Real Enemies published by Oxford University Press, is Olmsted’s third book on government secrets. The book details the increase in state power throughout the 1900s, and is the product of five years of research in university libraries throughout the country where conspiracy theorists have deposited their manuscripts and letters.
“I spent a lot of time in Washington D.C., and exotic places like Laramie, Wyoming – next time I’ll try and choose something that involves research in Venice – but I was all over the map,” Olmsted said of her travels.
Among those whose mysteries Olmsted tries to unravel are scientist Linus Pauling, who faced FBI harassment as a suspected communist during the Cold War, and Sylvia Meagher, an analyst for the World Health Organization who was deeply invested in disproving the government’s version of John F. Kennedy’s assassination.
After your first book, what made you want to keep exploring?
My first book was on the congressional investigation of the CIA and FBI after Watergate, and after that came out in 1996 a lot of people began contacting me, and they were really engaged with the subject, and had read congressional reports. [The reports] exposed a lot of crimes and abuses by the FBI, and a lot of the people who began contacting me were convinced they were the victims of secret conspiracies by government agencies, so I started to get interested in the interplay of the relationship between real government conspiracies and conspiracy theories about the government.
Have you taken anything from your books into the classroom with you – and vice versa – does anything from your classroom find its way into your books?
Definitely, I think with all of us our research informs our teaching and our teaching helps us to formulate questions for our research. In this particular case, the most direct application in my teaching has been that I’ve taught classes on conspiracy theories – I teach a seminar for history majors and an upper division lecture class.

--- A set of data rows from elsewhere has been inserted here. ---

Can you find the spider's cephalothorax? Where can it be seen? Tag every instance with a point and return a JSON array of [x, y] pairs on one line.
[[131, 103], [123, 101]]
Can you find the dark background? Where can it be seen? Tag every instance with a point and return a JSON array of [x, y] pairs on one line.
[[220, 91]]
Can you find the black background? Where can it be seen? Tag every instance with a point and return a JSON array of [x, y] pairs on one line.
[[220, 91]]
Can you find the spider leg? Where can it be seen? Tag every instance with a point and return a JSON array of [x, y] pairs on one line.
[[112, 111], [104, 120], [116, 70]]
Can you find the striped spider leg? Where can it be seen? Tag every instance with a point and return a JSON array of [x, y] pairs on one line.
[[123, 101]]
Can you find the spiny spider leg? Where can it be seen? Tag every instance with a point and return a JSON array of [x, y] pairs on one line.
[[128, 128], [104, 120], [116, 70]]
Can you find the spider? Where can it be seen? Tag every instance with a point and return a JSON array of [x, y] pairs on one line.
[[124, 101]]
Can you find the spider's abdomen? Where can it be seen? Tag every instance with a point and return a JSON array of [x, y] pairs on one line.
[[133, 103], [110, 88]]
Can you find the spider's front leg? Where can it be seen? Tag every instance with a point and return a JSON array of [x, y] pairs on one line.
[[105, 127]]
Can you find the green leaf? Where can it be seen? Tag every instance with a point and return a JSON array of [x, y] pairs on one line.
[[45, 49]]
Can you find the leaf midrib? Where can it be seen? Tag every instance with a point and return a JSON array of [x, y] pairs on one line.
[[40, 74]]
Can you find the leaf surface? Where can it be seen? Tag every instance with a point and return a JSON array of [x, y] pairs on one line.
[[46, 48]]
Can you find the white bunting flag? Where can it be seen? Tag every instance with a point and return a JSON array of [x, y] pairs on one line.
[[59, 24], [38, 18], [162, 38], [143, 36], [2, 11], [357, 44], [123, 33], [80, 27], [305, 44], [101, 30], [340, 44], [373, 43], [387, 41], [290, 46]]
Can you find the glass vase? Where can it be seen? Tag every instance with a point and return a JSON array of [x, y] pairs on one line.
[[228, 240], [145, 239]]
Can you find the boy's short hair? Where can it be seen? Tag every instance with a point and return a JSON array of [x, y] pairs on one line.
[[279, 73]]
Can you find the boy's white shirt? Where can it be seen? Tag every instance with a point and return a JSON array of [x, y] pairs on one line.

In my acknowledgements I thank my undergraduates first because they’ve really helped me. A lot of my undergraduates give me materials – they forward me links to websites, etc. One gave me a box of books on conspiracy theories from the 1950s that he‘d picked up at an estate sale. So I get a lot of information from my undergraduates, but also they ask questions that help me realize what I need to clarify in my writing – they pose new questions or suggest new links that send me off in new directions.
What would you say could be done to mitigate the spread of conspiracy theories?
It’s up to the government to be open and transparent so that people believe that they can find out what their government is up to. When the government is secretive and refuses to disclose information then people tend to suspect the worst.
How do the students you interact with feel about 9/11?
They’re very interested in 9/11. For a lot of students, 9/11 is their Kennedy assassination – they’re fascinated by it and want to understand it and answer its unanswered questions and they see it as a mystery that they can solve and are very engaged with it. 9/11 is what draws them to conspiracy theories – it’s the one they know most about and are most interested in.
What are your feelings on 9/11? Does it merit being defined as a conspiracy?
I’m interested in why so many people believe in conspiracy theories – I don’t believe the controlled demolition theory myself – but I’m interested in why so many Americans would be so distrustful of their government to think it was capable of that mass murder, so what I do in the book is look in to what other things did the Bush administration do to destroy the public’s trust in the government.
I’m interested in why 9/11 theories are so widespread – about a third of Americans believe that the Bush administration was somehow involved, and a majority of those are ages 18-29, so it’s very prevalent among my students, and it’s what got me interested in seeking why so many people would be so distrustful that they would believe that what they had seen on TV was an elaborate ruse that was put on by their government.
Does this say anything about our generation’s [the 18-29 demographic] trust of the media?
Absolutely – the Internet makes alternative versions of events more readily available, so alternative conspiracy theories can spread more quickly.